Didn’t Tom Cruise just make a movie called Jack Reacher? It came out a few months ago, right? I mean, this doesn’t have anything to do with Oblivion, not really, except that Tom Cruise’s character’s name here is Jack Harper, which is almost comically similar. In his old age, is Tom Cruise suffering from a classic case of Tony Danza Syndrome, having trouble embodying characters with different names?
Whatever. It’s the future. The moon is partially blown up. There’s a big giant triangle in the sky. Jack Harper tells us that the aliens came, that we won, but the planet got destroyed in the process. So everybody moved to one of Saturn’s moons. Harper is part of a two-person operation, the only ones left behind, the cleanup crew.
I hesitate to say too much more about the plot, because it’s actually a pretty cool story, one that almost necessitates the viewer not knowing anything about it beforehand. If I had to describe it like something else, I’d say it’s about one cup Vanilla Sky, sifted with several heaping teaspoons of The Matrix, with a pinch of Star Wars fight scenes mixed in. After all of these dry ingredients are blended thoroughly, the whole mass is then combined with fifty percent … well, I’m not going to tell you which movie, because again, that would reveal way, way too much. But once you see what they’re doing in Oblivion, it’s obvious. (If you want to be spoiled, just read the New York Times review.) In fact, if Oblivion weren’t actually a decent film, I’d kind of want to call it a rip-off, not entirely, but yeah, fifty percent.

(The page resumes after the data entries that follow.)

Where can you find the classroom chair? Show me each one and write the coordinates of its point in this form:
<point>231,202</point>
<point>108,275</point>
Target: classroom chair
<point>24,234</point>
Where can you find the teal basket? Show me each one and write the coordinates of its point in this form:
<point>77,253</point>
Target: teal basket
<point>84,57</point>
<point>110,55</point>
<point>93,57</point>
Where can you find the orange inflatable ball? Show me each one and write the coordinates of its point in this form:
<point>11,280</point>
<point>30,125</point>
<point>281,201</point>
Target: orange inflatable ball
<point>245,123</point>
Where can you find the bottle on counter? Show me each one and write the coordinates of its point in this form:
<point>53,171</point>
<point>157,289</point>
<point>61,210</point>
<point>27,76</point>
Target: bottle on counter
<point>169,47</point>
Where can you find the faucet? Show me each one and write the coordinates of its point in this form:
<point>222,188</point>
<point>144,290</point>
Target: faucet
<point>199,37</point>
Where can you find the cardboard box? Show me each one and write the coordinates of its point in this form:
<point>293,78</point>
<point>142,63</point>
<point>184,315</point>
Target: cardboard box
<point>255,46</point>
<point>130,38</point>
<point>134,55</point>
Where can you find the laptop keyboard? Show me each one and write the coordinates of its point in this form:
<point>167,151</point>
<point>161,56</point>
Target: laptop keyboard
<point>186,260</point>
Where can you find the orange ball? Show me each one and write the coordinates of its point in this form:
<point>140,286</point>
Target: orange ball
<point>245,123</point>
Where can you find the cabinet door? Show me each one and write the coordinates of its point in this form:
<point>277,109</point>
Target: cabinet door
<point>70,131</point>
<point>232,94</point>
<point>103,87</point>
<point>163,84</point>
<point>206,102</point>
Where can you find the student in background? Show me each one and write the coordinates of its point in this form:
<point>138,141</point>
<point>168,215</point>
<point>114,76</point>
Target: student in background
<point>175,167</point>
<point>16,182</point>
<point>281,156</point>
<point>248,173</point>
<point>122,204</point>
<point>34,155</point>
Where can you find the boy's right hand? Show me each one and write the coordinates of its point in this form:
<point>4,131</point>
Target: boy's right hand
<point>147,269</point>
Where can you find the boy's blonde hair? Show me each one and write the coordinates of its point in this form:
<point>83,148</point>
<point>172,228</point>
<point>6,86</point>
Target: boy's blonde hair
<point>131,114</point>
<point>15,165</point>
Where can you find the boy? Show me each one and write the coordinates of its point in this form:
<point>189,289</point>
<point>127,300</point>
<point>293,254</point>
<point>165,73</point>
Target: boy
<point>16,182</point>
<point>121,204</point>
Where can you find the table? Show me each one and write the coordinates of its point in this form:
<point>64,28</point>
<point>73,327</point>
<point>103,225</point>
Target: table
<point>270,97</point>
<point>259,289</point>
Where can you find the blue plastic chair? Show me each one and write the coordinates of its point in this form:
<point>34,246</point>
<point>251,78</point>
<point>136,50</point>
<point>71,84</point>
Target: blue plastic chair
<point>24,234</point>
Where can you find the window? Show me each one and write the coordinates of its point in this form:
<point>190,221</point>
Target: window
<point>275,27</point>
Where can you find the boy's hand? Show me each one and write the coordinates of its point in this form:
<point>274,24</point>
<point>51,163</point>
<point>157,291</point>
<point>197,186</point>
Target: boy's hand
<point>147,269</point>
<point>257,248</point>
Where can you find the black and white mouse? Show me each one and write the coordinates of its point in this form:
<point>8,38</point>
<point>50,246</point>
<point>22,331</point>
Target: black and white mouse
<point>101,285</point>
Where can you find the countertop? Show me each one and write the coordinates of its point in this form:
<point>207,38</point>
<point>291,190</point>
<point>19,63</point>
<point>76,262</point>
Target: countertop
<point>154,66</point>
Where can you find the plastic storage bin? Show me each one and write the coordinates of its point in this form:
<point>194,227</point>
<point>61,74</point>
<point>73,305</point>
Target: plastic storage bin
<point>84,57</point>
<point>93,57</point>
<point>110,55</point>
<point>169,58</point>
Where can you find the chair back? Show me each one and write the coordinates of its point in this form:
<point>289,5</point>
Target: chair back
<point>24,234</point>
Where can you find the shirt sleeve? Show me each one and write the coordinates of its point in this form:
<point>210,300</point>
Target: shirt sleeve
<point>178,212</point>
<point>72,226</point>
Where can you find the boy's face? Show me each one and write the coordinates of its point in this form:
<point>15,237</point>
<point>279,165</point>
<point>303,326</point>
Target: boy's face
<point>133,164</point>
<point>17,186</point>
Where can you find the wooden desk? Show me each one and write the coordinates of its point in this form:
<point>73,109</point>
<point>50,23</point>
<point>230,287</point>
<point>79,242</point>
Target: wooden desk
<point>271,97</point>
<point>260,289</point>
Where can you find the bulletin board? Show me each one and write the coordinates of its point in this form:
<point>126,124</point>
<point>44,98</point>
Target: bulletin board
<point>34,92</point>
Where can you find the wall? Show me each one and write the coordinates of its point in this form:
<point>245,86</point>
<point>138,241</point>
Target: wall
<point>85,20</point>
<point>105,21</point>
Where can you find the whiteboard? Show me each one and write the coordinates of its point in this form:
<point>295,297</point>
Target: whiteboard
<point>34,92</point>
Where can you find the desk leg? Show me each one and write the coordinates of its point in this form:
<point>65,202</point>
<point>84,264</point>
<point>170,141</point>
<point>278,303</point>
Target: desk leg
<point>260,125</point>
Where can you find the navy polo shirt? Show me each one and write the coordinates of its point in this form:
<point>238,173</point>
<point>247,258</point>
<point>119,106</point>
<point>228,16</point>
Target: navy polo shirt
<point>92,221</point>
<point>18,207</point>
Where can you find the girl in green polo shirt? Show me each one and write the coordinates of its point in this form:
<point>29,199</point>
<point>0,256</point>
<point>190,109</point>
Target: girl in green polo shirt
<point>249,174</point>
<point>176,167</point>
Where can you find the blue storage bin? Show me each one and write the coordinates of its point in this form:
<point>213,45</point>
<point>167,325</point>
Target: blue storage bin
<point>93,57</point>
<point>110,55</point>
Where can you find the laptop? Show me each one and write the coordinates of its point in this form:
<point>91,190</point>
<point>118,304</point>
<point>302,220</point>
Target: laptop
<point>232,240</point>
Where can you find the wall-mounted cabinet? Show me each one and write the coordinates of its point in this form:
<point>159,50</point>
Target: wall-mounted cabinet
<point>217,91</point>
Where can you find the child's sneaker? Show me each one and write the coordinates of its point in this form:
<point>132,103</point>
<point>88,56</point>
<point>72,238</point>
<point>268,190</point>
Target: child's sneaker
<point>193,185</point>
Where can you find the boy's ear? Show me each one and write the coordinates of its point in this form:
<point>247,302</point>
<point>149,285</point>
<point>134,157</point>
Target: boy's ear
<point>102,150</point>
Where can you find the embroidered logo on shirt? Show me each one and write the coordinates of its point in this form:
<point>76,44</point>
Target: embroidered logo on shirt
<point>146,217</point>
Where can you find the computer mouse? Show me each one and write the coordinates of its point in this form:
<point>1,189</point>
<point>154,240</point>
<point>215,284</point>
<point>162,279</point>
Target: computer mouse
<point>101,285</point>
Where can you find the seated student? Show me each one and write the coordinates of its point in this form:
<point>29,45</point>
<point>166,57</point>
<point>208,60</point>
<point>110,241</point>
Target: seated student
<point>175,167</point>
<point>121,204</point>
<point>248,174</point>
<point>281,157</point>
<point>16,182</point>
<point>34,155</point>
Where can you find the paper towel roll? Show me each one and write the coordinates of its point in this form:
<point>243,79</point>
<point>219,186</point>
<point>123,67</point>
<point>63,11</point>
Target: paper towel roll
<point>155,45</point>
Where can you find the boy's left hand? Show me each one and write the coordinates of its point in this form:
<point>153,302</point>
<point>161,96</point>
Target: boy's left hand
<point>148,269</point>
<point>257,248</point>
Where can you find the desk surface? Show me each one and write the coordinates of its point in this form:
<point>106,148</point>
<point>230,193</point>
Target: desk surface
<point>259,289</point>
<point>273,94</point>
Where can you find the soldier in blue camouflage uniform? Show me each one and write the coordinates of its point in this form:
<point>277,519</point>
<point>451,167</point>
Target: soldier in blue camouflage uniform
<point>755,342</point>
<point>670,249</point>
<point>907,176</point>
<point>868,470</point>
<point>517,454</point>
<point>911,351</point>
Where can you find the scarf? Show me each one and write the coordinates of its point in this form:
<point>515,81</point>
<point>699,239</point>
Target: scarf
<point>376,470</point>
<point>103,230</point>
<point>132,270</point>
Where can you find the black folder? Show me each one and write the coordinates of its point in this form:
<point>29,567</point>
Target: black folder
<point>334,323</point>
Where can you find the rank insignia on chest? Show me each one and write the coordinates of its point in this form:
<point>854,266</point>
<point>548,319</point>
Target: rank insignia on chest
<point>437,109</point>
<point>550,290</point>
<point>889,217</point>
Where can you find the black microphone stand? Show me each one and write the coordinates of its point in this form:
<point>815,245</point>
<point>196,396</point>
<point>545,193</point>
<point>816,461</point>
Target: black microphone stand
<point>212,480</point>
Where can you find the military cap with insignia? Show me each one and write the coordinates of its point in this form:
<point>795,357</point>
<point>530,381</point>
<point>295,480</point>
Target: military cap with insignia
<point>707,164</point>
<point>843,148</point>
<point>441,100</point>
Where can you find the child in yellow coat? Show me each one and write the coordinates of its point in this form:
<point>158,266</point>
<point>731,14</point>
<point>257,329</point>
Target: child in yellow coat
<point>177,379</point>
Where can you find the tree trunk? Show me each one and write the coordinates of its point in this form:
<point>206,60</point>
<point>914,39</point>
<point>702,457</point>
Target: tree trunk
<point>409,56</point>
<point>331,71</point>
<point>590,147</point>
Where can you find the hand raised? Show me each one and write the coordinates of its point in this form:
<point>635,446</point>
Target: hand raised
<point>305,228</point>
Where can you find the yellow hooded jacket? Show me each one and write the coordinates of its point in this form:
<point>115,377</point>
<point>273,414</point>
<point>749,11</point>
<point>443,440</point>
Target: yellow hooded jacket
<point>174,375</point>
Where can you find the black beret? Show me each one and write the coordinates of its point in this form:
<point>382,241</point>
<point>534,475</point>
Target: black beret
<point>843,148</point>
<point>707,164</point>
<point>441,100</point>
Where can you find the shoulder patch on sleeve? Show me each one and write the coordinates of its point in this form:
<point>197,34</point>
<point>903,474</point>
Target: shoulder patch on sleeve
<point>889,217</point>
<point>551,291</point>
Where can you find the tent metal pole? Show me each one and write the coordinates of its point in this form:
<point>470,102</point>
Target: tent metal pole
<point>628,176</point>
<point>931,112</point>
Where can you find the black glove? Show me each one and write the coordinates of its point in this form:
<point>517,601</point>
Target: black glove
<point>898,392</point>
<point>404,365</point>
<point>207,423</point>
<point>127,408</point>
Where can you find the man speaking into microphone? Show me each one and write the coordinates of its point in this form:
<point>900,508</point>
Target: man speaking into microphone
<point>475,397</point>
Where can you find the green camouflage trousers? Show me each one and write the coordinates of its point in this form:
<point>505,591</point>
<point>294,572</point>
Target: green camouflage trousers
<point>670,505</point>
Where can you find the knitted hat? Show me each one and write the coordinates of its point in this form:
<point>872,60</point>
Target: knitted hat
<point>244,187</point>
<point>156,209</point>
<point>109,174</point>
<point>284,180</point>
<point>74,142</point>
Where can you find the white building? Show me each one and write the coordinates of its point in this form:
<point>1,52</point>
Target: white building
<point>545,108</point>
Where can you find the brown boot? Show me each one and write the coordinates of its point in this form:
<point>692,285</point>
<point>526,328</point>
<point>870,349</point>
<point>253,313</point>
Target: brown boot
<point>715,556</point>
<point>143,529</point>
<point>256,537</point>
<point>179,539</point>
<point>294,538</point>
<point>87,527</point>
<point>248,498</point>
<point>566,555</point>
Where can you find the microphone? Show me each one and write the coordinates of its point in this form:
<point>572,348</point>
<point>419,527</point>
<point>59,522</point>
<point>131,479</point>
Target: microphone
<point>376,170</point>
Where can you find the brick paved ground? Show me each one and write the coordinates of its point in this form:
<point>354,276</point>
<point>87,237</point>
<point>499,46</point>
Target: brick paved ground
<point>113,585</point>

But Oblivion is a pretty good film, which kind of took me by surprise. I guess it’s Tom Cruise’s fault really. The man isn’t even a man anymore, he’s something post-human. He doesn’t age, he’s done like a million huge blockbusters, and he’s sitting in the cockpit of Scientology Inc. When I see Tom Cruise in a movie, I don’t see Jack Harper, or whatever role he’s trying to play, I just see Tom Cruise, jumping up and down on Oprah’s couch, scolding Brooke Shields for taking antidepressants.
And so before the plot really gets going, before we start to figure out exactly what’s going on, Oblivion doesn’t feel like a real movie at all. You know when you’re watching a TV show, and the characters are watching some over the top sci-fi movie on their TV? That’s what this feels like. It feels like you’re watching Ted, but instead of just showing five seconds or so of that Flash Gordon movie, you wind up having to watch the entire thing.
But, and again, I felt the same way watching Vanilla Sky, once you get past Tom Cruise, once you start to look at what’s going on, why the characters are doing what they’re doing, why Jack Harper wears an old Yankees cap every time he descends to the planet, why Morgan Freeman gets prime billing even though his Morpheus-lite character only plays a somewhat minor role, what you’re left with is a nice little film.
It’s everything that I love about sci-fi as a genre. You’re treated to visions of how tomorrow may or may not look. You’re presented with themes and concepts that at once incorporate while at the same time transcend the futuristic technology that paints the backdrop of the story. You’re constantly questioning everything, motives, relationships, the very essence of reality.
Which isn’t to say it’s a perfect movie. There’s a fair share of cheesy one-liners. Like a lot of non-franchised sci-fi, the costumes and settings have a hard time trying not to evoke Star Wars and Star Trek, and as a result, sometimes the future winds up looking a little too boring, a whole quart of plain nonfat yogurt, and not even the trendy Greek kind, just regular Dannon.
My advice: don’t read anything about the movie, you know, aside from this review which, if you’ve made it to this last paragraph, you’ve already read all of it. But that’s fine, because I didn’t tell you to abstain from reviews until right now. Self-serving? A little, yeah. But seriously, just go watch the movie. Don’t question anything until the end. It’s actually kind of cool.